Der Deutsche Meistertitel 1993 hat auch dazu beigetragen, dass wir in "Volleyball-Deutschland" eine feste Größe sind und uns (anders als 1993) jeder kennt. Jeder weiß um die SVM-Talentschmiede, die uns auch zweimal die Auszeichnung für hervorragende Jugendarbeit beim BVV eingebracht hat. Durch unsere regelmäßigen Teilnahmen an überregionalen Wettkämpfen und das Amt der Landesjugendspielwartin Bayern, welches Karin Sailer inne hat, war unsere Bewerbung erfolgreich, die Deutsche Jugendmeisterschaft der U14 in Mauerstetten/Kaufbeuren 2019 auszurichten.

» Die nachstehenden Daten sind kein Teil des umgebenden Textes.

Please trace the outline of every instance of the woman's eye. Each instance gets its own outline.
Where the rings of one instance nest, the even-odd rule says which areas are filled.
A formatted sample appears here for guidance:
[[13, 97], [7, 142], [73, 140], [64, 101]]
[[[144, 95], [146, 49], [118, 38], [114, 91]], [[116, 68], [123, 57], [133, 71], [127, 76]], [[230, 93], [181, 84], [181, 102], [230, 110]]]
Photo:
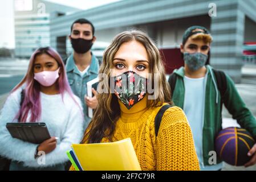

Dies war eine Mammutaufgabe, die wir gerne mit unseren über 100 Helfern gestemmt und zu einem unvergesslichen Ereignis haben werden lassen.

Somit haben wir als Volleyballabteilung alles erreicht und gewonnen, was es zu gewinnen gibt.

Für mich persönlich wird die Deutsche Meisterschaft 1993 in Hinte das größte Erlebnis mit vielen wunderschönen Erinnerungen bleiben.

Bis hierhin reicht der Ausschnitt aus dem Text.